Leader: Stephen Harper
Seats in last Parliament: 143/308
Positions: The Conservative Party is exactly what you would expect. Since the 1993 election, the conservative movement in Canada had to reform. The Progressive Conservative party splintered and went through a series of coaliscing into the new Conservative party, which is a bona-fide right-wing party (though still fairly more liberal than most American Democrats). The Conservatives support mandatory crime sentences, scrapping the federal gun registry, and lower taxes on corporations and the rich. The leader, Stephen Harper, is generally considered the best politician in Canada, and the party has been elected to two straight minority governments where they have pushed along some of their agenda, but not all.
Leader: Elizabeth May
Seats in last Parliament: 0/308
Positions: The Green Party is a far-left party that is part of the international Green Movement. While currently without any seats in Parliament, the Greens amassed 7% of the vote in the previous election. They favour environmental responsibility, social justice, non-violence, and electoral reform towards a proportional representation system.

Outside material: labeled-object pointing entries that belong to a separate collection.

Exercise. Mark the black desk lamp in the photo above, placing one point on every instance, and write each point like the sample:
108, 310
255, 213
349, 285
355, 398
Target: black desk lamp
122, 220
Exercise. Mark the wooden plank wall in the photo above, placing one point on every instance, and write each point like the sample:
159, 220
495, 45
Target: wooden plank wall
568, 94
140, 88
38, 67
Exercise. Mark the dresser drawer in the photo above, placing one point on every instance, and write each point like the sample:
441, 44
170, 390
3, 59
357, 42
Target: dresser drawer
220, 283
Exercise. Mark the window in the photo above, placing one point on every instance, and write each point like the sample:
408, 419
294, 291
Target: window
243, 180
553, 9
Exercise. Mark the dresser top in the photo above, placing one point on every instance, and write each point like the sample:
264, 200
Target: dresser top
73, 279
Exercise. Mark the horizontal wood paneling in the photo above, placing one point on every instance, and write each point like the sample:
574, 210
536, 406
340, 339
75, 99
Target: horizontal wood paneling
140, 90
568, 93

Elizabeth May was not allowed entrance into the leadership debates because her party is not currently represented in Parliament, though some experts think the Greens will finally break into Parliament with this election.
Leader: Michael Ignatieff
Seats in last Parliament: 77/308
Positions: Canada’s Liberal Party is the centre-left party that has been the dominant political party in Canada over the last century. The Liberal Party is generally in favour of reasonable taxation and reasonable expenses, and currently support a minor corporate tax hike in return for greater investment in education and health care. The Liberals have also taken on green energy quite seriously, and would reform the Canadian Pension Plan.
New Democratic Party
Leader: Jack Layton
Seats in last Parliament: 36/308
Positions: Having grown out of the social democratic/social credit movement of the 1930s-50s, the New Democratic Party was long Canada’s third party, and had its greatest success cooperating with the Pearson Liberals of the late 1950s and early 1960s. In this guise, the NDP championed Medicare, and their then-leader Tommy Douglas (grandfather of Kiefer Sutherland of 24 fame) has since been named the Greatest Canadian for ensuring health care was extended to all Canadians. The NDP hasn’t changed much: as a left-wing party they champion social equality for gender and sexual orientation, higher corporate taxes, less foreign military intervention, and organized labour. Jack Layton is the second-longest serving party leader, and under him, the NDP have seen some of their greatest successes.